# 1st Spring trip back to Pensacola...



## 1eyefishing (Mar 13, 2020)

Traveled down on Wednesday and wet a line in the surf that afternoon. Pompano are starting to show up, but I had no luck.
Met a new partner at the bait store on Thursday morning and headed out about 9:00 a.m. to see what we can round up. The sheepahead rodeo is going on in the pass... Good enough for me. They spawn in the past this time of year and hang tight on hard structure on the bottom in 60' and around the rocks and jetties around the edges of the pass. Picked up my personal best pretty early on during the day. Everything else was icing on the cake. My partner didn't do too good with the sneaky little convicts, but he did catch his 1st ever atlantic red snapper in the bay.  We came back to the dock with sheepshead camo a flounder, and one of the to black gram I picked off. I got busted off by a giant black drama of at least 25 pounds. When he came up of the structure always fishing are almost is large red snapper came up With him trying to snatch the bait from his mouth.  The big ugly took me back to the structure in rubbed my braid in two as soon as it hit the steel underwater. I wore myself out with the long day and didn't fish today, but ready for a full day tomorrow. The Saturday crowd will probably be on the sheepshead rodeo in the pass.  It could be tough, but I'll be ready for alternatives.

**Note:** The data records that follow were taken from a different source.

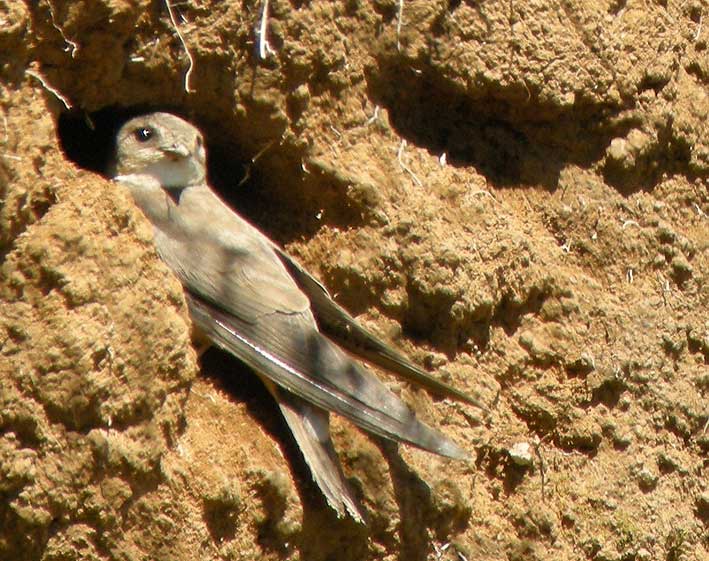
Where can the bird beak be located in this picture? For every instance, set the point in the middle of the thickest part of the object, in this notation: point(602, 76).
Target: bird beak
point(176, 151)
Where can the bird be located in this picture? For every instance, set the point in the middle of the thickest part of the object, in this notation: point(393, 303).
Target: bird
point(248, 297)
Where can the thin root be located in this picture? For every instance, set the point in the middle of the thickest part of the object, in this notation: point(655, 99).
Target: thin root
point(173, 21)
point(264, 49)
point(54, 91)
point(407, 169)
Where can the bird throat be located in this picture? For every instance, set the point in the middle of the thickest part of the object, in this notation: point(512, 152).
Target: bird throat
point(175, 193)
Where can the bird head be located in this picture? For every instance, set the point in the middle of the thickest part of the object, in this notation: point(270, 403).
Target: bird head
point(163, 146)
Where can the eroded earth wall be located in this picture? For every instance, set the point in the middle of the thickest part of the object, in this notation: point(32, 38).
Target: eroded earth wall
point(513, 193)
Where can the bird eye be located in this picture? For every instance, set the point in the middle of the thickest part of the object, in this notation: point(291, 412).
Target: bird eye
point(143, 134)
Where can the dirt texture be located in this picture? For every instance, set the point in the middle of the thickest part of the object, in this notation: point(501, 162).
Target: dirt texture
point(514, 193)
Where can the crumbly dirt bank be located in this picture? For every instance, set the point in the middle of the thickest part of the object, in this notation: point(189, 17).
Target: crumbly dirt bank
point(513, 193)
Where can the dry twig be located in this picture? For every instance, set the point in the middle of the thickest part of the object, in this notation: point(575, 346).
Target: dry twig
point(400, 157)
point(54, 91)
point(173, 20)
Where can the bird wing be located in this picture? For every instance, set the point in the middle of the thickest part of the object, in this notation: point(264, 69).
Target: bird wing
point(334, 320)
point(243, 298)
point(288, 349)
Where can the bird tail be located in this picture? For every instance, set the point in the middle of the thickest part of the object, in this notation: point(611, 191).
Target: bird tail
point(310, 426)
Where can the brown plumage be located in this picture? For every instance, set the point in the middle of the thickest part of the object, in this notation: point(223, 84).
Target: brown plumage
point(253, 300)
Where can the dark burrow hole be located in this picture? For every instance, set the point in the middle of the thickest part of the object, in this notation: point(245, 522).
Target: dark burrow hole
point(275, 193)
point(512, 142)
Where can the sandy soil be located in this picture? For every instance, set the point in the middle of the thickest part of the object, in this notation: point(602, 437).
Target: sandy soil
point(513, 193)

My wife said everything seems to be going crazy up in our North metro burbs. Things shutting down and stuff. She said we had enough meat to last 2 months but she said stay until we had a similar amount of fish! Lol, I guess she's not missing me much yet…

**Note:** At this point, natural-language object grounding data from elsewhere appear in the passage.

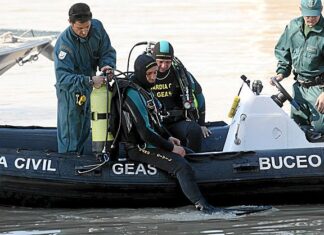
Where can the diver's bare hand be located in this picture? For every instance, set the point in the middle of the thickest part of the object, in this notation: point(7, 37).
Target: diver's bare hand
point(98, 81)
point(278, 77)
point(174, 140)
point(320, 103)
point(179, 150)
point(109, 71)
point(205, 131)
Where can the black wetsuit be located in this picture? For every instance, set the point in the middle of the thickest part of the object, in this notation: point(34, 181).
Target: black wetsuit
point(184, 127)
point(158, 150)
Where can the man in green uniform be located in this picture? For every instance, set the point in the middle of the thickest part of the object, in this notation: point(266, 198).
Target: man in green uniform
point(79, 51)
point(301, 47)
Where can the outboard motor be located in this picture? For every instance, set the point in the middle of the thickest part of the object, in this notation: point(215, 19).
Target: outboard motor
point(257, 87)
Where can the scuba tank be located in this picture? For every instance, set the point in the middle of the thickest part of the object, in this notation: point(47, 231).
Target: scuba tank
point(100, 103)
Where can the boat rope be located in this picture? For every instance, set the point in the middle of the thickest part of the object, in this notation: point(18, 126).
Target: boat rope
point(94, 166)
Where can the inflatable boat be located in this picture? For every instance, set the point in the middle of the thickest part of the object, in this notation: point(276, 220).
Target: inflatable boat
point(262, 155)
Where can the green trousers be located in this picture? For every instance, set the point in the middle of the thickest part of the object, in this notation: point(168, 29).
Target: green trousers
point(308, 115)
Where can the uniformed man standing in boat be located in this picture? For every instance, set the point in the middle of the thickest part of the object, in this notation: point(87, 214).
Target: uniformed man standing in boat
point(79, 51)
point(301, 47)
point(181, 96)
point(145, 137)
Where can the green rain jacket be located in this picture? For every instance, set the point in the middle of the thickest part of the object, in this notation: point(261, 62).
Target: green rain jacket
point(76, 59)
point(304, 54)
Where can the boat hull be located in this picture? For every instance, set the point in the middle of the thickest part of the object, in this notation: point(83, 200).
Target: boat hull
point(42, 177)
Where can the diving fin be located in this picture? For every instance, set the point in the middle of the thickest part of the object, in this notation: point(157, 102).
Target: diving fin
point(245, 210)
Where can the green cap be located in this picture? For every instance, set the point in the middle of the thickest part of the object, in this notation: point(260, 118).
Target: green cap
point(311, 7)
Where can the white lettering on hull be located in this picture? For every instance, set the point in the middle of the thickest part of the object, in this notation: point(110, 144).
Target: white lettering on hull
point(34, 164)
point(289, 162)
point(132, 169)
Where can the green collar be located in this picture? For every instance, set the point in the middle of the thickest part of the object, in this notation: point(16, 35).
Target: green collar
point(319, 27)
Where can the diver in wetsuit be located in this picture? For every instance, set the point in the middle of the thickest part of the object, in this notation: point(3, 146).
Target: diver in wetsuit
point(146, 139)
point(181, 96)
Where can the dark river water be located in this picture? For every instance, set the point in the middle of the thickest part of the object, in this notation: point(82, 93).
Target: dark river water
point(217, 40)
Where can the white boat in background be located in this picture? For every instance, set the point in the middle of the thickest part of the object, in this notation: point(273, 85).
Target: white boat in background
point(20, 49)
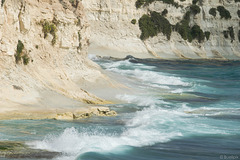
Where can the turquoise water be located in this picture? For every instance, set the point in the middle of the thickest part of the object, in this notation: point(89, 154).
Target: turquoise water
point(178, 110)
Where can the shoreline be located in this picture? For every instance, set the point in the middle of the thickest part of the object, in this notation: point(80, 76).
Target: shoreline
point(58, 114)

I'll check back in after tomorrow's fishing…


----------



## RedHills (Mar 13, 2020)

Nice eatn fish...pain to clean though!


----------



## Hickory Nut (Mar 14, 2020)

Thanks for sharing.  Glad to know someone is getting out and slaying them.  Congrats on your personal best, that's a nice one!


----------



## fairweather (Mar 14, 2020)

1eye, very nice! I used to catch sheeps right from a seawall as a kid growing up on the Gulf coast. I haven't caught one since and I've had a hankerin' to go out and give it a try again.


----------



## 1eyefishing (Mar 14, 2020)

Back in from a tough day today. Some days you're the hook and some days you're the worm. Today we were the worms. Goose egg for keepers. We cauaught a few short black snappers and one keeper but let it go at the end of the day because it was lonely. Also caught a couple of short trout and my partner got broke off on the big fish of the day, probably another big black drum.
This morning I was already running a little late when I jumped in my truck and the battery was dead as a door nail. Had to wait around about 45 minutes for somebody to give me a jumpstart, then I had to go the auto parts store to get cables just in case the battery was down later. Finally picked up my partner and hit the boat ramp, but the incoming tide good for the sheepshead was over by 1:00pm. and the fog was so badd for our 1st few hours, we didn't get to the sheepzone til noon.
We decided to cut our losses and came in a little early to recuperate.  My face is about blistered for the 2nd time in 4 days.
Gonna wash and rinse the boat and decide whether to run hard tomorrow or Monday. Gotta head home Tuesday.


----------



## Rabun (Mar 15, 2020)

Man that's a bruiser of a sheepie!  Congratulations on your PB!  Your wife is right...people r going bat shoot crazy around here. She should be coming down to stay in Pcola with you and escape the looney's.


----------



## Cmp1 (Mar 15, 2020)

Great catches,,,,congrats,,,,


----------



## GeorgiaGlockMan (Mar 15, 2020)

Awesome place to be.

Fill that freezer!


----------



## 1eyefishing (Mar 15, 2020)

Making it a lazy day today. Wore out from yesterday and Sunday mornings at the ramps are a circus; i got no partner today to help launch. Got one more day to fish, might as well be rested up for it and go tomorrow...
My sun burn swoll my face...


----------



## Browning Slayer (Mar 15, 2020)

1eyefishing said:


> Making it a lazy day today. Wore out from yesterday and Sunday mornings at the ramps are a circus; i got no partner today to help launch. Got one more day to fish, might as well be rested up for it and go tomorrow...
> My sun burn swoll my face...


Tear em up man!! And put that lotion on!!!


----------



## Rabun (Mar 16, 2020)

I second the sun block!  Good luck out there today!


----------



## Browning Slayer (Mar 16, 2020)

Rabun said:


> I second the sun block!  Good luck out there today!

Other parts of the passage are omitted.